DAMASCUS // Syria and Iran, the key backers of Hizbollah, held high-level talks yesterday, with the acting Iranian foreign minister, Ali Akbar Salehi meeting Syrian President Bashar al Assad in the northern city of Aleppo.
Official reports of the discussions, published by Syria's state news agency, SANA, made no direct mention of Lebanon, referring instead to "the latest regional developments" and the two countries' satisfaction with the recently formed government in Iraq.
"President al Assad and Salehi expressed content over the existence of a consensus government [in Baghdad], stressing the importance of expanding the dialogue to include all the Iraqi spectrums," SANA said.
However the situation in Beirut, where Hizbollah yesterday stood poised to win control of the government, was certainly on the agenda.
"The Iranian acting foreign minister was visiting Syria to discuss this issue and other files," a member of Syria's ruling Baath party said, on condition of anonymity. But he dismissed suggestions that Damascus and Tehran were interfering in Lebanon's internal politics.
"The coming Lebanese government will not be a Syrian-Iranian government," he said. "But it will also surely not be an Israeli-US government either."
Lebanon's national unity administration, headed by the western-backed prime minister, Saad Hariri, collapsed earlier this month after Hizbollah and its allies resigned from the cabinet, in a dispute over the UN-backed tribunal investigating the murder of the country's prime minister, Rafiq Hariri, Saad's father.
Hizbollah members are thought likely to be indicted over the killing, a decision the movement's leader, Hassan Nasrallah, has made it clear he will not accept. Saad Hariri, supported by the US and other western nations has, however, insisted the tribunal must go ahead. The disagreement risks pushing Lebanon into another civil war.

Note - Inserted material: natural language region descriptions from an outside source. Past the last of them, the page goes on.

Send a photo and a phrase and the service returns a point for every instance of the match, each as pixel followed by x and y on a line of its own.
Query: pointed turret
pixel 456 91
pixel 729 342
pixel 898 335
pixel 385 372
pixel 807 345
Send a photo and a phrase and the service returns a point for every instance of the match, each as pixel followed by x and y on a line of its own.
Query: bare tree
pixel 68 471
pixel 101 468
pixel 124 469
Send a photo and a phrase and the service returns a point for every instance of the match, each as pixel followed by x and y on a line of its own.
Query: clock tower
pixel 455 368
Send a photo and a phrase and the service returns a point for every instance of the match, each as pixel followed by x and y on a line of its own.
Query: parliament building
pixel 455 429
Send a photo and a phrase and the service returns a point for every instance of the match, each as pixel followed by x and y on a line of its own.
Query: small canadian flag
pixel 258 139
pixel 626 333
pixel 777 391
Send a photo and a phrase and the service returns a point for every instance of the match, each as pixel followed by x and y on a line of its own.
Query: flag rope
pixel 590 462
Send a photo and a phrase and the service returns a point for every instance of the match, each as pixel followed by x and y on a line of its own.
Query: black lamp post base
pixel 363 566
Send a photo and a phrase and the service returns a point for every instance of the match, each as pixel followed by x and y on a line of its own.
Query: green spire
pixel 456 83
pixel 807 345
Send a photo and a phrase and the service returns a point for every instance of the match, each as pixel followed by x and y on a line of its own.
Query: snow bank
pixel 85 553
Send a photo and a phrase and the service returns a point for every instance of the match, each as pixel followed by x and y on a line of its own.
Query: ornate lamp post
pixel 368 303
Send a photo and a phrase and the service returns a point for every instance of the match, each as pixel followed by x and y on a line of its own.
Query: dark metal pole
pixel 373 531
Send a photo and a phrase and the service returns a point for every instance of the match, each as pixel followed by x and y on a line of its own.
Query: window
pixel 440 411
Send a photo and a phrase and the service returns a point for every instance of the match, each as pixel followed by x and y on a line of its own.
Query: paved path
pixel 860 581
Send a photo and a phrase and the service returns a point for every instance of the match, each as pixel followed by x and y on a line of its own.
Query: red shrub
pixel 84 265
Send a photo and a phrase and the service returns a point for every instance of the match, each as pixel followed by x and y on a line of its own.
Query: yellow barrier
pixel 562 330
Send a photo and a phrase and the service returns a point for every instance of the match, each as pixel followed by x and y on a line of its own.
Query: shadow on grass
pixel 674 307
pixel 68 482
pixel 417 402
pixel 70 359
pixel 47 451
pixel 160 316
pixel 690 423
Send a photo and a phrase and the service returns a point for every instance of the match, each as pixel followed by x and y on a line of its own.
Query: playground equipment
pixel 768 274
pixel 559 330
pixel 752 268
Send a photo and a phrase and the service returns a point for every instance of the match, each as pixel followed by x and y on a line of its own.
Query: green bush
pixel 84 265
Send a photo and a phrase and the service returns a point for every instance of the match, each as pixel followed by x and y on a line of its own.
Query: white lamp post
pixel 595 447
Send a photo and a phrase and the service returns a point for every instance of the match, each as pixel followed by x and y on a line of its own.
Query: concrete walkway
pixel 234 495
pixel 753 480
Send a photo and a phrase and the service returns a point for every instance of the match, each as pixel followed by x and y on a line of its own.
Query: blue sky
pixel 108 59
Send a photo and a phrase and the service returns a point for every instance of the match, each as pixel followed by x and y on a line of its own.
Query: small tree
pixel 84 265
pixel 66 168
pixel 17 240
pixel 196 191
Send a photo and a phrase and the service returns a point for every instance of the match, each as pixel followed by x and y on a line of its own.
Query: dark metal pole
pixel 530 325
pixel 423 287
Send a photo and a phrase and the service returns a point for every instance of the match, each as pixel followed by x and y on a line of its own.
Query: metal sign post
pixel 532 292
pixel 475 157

Syrian analysts yesterday said they expected the Iranian foreign minister to also meet representatives of Hizbollah while in the country.
As part of a two-day visit to Syria, he held talks on Sunday evening with Khalid Meshaal, head of Hamas, the Palestinian Islamic resistance movement, as well as leaders from two other militant groups, Islamic Jihad and the Popular Front for the Liberation of Palestine General Command.
Syria and Iran have been key allies for decades, joined in their opposition to Israel and its main backer, the US. A recent American diplomatic offensive, including the return of an ambassador to Damascus, has been designed in part with the aim of prising Syria away and leaving Tehran isolated as it pursues a controversial nuclear programme.